Add timeout and strip image html tags (#2373)

Bobholamovic · web-flow · commit b3ae207b01ec · 2026-01-07T13:56:43.000+08:00
diff --git a/tools/paddleocr/manifest.yaml b/tools/paddleocr/manifest.yaml
@@ -1,4 +1,4 @@
-version: 0.1.2
+version: 0.1.3
 type: plugin
 author: langgenius
 name: paddleocr
diff --git a/tools/paddleocr/tools/document_parsing.py b/tools/paddleocr/tools/document_parsing.py
@@ -5,6 +5,10 @@
 from dify_plugin import Tool
 from dify_plugin.entities.tool import ToolInvokeMessage
 
+from tools.utils import remove_img_from_markdown
+
+REQUEST_TIMEOUT = (10, 600)
+
 
 class DocumentParsingTool(Tool):
     def _invoke(self, tool_parameters: dict[str, Any]) -> Generator[ToolInvokeMessage]:
@@ -68,20 +72,24 @@ def _invoke(self, tool_parameters: dict[str, Any]) -> Generator[ToolInvokeMessag
                 api_url,
                 headers={"Authorization": f"token {access_token}"},
                 json=params,
+                timeout=REQUEST_TIMEOUT,
             )
             resp.raise_for_status()
             result = resp.json()
         except requests.exceptions.JSONDecodeError as e:
             raise RuntimeError(
                 f"Failed to decode JSON response from PaddleOCR API: {resp.text}"
             ) from e
+        except requests.exceptions.Timeout as e:
+            raise RuntimeError("PaddleOCR API request timed out") from e
         except requests.exceptions.RequestException as e:
             raise RuntimeError(f"PaddleOCR API request failed: {e}") from e
 
         markdown_text_list = []
         for item in result.get("result", {}).get("layoutParsingResults", []):
             markdown_text = item.get("markdown", {}).get("text")

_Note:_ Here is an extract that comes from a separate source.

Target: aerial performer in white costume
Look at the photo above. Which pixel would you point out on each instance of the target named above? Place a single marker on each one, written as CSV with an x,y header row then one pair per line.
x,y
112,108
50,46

             if markdown_text is not None:
+                markdown_text = remove_img_from_markdown(markdown_text)
                 markdown_text_list.append(markdown_text)
         yield self.create_text_message("\n\n".join(markdown_text_list))
         yield self.create_json_message(result)
diff --git a/tools/paddleocr/tools/document_parsing_vl.py b/tools/paddleocr/tools/document_parsing_vl.py
@@ -5,6 +5,10 @@
 from dify_plugin import Tool
 from dify_plugin.entities.tool import ToolInvokeMessage
 
+from tools.utils import remove_img_from_markdown
+
+REQUEST_TIMEOUT = (10, 600)
+
 
 class DocumentParsingVlTool(Tool):
     def _invoke(self, tool_parameters: dict[str, Any]) -> Generator[ToolInvokeMessage]:
@@ -54,22 +58,26 @@ def _invoke(self, tool_parameters: dict[str, Any]) -> Generator[ToolInvokeMessag
         try:
             resp = requests.post(
                 api_url,
-                headers={"Authorization": f"Bearer {access_token}"},
+                headers={"Authorization": f"token {access_token}"},
                 json=params,
+                timeout=REQUEST_TIMEOUT,
             )
             resp.raise_for_status()
             result = resp.json()
         except requests.exceptions.JSONDecodeError as e:
             raise RuntimeError(
                 f"Failed to decode JSON response from PaddleOCR API: {resp.text}"
             ) from e
+        except requests.exceptions.Timeout as e:
+            raise RuntimeError("PaddleOCR API request timed out") from e
         except requests.exceptions.RequestException as e:
             raise RuntimeError(f"PaddleOCR API request failed: {e}") from e
 
         markdown_text_list = []
         for item in result.get("result", {}).get("layoutParsingResults", []):
             markdown_text = item.get("markdown", {}).get("text")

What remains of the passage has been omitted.